Study on Doppler Findings and Neonatal Outcome in Fetal Growth Restriction: A Teaching Hospital Based Study
Doppler Findings and Neonatal Outcome in Fetal Growth Restriction
Background: Intrauterine growth restriction (IUGR) is defined as sonographic estimated fetal weight <10th percentile for gestational age. Intrauterine growth retardation (IUGR) is associated with an increased risk of perinatal mortality, morbidity, and impaired neurodevelopment. Subjects and Methods: A total of 65 women with singleton pregnancies of 28 weeks and above, who were diagnosed with fetal growth restriction and were evaluated by Doppler studies according to inclusion and exclusion criteria.
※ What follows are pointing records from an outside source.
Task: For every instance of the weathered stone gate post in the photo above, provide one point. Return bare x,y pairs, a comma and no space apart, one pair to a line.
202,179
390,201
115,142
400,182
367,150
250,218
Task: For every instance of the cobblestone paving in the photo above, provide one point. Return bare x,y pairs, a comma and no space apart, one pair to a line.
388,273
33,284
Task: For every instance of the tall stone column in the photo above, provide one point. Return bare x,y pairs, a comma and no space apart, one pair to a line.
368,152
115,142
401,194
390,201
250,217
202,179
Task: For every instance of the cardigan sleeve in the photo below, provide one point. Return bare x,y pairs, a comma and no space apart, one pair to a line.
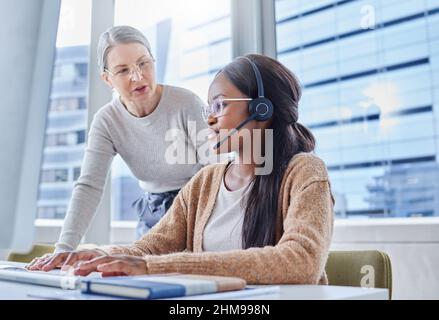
168,235
298,258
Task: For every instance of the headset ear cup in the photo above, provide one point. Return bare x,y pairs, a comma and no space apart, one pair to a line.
262,108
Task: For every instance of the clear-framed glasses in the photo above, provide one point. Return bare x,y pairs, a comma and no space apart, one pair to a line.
124,73
216,108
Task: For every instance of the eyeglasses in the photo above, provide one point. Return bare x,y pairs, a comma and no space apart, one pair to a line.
216,108
126,73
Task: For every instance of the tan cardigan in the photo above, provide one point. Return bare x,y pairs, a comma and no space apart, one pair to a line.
303,231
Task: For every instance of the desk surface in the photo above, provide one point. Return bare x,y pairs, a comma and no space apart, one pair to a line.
19,291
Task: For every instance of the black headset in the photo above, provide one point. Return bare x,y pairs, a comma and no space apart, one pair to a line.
260,108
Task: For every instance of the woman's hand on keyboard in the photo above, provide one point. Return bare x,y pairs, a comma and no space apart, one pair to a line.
63,259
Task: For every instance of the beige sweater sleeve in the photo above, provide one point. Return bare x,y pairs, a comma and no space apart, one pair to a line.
299,257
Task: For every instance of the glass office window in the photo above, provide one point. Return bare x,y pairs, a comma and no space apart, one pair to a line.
66,123
370,73
191,41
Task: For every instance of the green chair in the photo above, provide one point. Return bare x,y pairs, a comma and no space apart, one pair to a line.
37,251
360,269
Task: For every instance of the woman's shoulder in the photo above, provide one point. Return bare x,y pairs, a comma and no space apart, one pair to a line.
305,168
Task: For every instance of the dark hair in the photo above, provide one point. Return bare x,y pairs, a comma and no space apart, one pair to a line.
289,138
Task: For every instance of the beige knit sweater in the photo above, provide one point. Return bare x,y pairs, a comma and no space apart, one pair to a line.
303,232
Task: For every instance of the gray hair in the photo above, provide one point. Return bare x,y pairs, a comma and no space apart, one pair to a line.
118,35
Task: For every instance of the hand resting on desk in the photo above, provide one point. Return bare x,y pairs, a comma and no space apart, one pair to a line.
63,259
117,265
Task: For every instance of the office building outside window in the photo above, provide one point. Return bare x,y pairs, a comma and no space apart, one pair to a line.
67,118
370,73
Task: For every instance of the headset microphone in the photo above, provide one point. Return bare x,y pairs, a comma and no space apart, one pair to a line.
260,108
235,130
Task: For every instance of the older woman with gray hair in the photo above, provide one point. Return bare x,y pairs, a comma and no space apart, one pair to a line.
134,125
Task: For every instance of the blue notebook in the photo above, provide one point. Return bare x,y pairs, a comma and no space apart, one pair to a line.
161,286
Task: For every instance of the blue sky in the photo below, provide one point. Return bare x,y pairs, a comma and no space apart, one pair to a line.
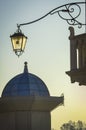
47,53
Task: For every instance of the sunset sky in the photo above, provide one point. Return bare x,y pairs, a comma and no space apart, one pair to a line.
47,53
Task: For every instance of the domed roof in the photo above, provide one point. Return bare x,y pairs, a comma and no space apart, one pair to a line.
25,84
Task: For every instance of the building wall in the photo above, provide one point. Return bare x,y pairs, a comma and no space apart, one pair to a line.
25,120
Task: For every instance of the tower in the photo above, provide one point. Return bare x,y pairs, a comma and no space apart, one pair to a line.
26,104
77,71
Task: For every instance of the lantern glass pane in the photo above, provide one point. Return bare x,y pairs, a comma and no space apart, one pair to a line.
17,42
24,42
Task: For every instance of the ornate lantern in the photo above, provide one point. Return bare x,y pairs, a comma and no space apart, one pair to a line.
18,40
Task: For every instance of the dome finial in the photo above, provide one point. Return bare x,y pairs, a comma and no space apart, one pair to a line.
25,67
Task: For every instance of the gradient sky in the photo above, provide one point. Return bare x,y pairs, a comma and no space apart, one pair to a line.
47,53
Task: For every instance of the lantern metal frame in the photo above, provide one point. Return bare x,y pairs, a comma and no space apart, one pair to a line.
67,9
18,34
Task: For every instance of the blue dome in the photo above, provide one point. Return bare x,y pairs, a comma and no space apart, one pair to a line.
25,84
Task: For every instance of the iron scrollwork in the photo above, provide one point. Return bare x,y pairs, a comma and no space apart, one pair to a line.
69,12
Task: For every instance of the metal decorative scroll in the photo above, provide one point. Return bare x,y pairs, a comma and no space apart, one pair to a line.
69,12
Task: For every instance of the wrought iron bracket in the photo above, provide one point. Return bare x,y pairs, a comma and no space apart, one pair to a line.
66,12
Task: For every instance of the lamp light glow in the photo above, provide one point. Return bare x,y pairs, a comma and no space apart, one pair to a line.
18,40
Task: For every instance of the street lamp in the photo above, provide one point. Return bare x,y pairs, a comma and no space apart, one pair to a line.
19,39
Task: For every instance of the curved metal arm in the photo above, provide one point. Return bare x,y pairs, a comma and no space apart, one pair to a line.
68,9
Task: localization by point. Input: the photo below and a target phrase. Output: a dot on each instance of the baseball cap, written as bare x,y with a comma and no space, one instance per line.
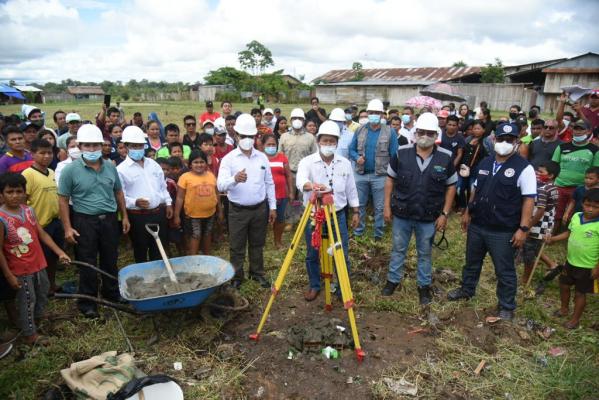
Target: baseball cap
507,129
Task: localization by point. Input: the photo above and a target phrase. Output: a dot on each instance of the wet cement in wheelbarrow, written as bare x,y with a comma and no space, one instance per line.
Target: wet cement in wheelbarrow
139,288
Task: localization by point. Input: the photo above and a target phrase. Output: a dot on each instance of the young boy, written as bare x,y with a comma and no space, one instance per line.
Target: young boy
16,158
582,266
543,217
591,181
22,259
43,198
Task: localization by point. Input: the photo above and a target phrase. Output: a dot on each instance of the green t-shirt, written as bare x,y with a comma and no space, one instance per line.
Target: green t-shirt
574,161
583,243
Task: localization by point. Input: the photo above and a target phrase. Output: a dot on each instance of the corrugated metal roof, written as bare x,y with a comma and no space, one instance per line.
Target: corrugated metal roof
399,74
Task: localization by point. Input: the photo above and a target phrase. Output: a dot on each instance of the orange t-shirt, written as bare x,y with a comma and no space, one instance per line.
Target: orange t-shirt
200,194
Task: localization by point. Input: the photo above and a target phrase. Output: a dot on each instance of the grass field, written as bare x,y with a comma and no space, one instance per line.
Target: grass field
517,362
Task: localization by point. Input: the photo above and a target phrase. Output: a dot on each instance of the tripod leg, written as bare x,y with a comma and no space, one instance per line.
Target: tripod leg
343,277
297,237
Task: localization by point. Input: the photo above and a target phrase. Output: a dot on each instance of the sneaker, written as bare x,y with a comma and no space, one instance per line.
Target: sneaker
506,315
389,288
425,296
457,294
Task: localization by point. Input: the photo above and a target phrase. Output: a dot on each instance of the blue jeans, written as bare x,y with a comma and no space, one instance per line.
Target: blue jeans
497,243
402,233
312,255
375,184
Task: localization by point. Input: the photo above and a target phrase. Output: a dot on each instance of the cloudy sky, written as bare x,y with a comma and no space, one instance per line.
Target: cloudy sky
181,40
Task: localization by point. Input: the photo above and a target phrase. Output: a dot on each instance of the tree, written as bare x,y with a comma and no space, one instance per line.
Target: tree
256,57
492,73
358,71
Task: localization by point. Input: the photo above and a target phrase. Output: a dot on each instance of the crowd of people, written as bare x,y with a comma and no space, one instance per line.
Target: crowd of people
517,181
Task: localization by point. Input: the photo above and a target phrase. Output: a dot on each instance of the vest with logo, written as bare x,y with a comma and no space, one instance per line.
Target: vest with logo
420,195
382,157
497,200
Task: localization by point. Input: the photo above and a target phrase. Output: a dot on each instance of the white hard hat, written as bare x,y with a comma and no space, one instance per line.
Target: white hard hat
89,133
428,122
245,124
297,113
132,134
375,105
328,127
337,114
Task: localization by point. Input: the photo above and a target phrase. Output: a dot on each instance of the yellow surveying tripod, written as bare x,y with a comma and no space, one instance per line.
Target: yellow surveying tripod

Results: On analysing the antenatal Doppler studies, abnormal CP ratio, elevated umbilical artery PI and reduced MCA PI were found in 12, 16 and 32 fetuses respectively. CP ratio showed a sensitivity of 19.61 % and specificity of 85.71 % with a positive predictive value of 83.33 % and negative predictive value of 22.64 %. Pulsatility index of umbilical artery showed sensitivity of 23.53 % and specificity of 71.43 %, with Positive predictive value of 75.00 % and Negative predictive value of 20.41 %. Pulsatility index of MCA showed a sensitivity of 52.94 % and specificity of 64.29 % with PPV of 84.38 % and NPV of 27.27 %. Conclusion: The IUGR is an important cause of perinatal morbidity and mortality. Antenatal Doppler analysis of UA and MCA can predict neonatal outcome in FGR foetuses. The fetal growth restriction has considerable perinatal and long term effects on the neonate. Once it is suspected careful Doppler evaluation can identify fetuses at risk for poor neonatal outcome.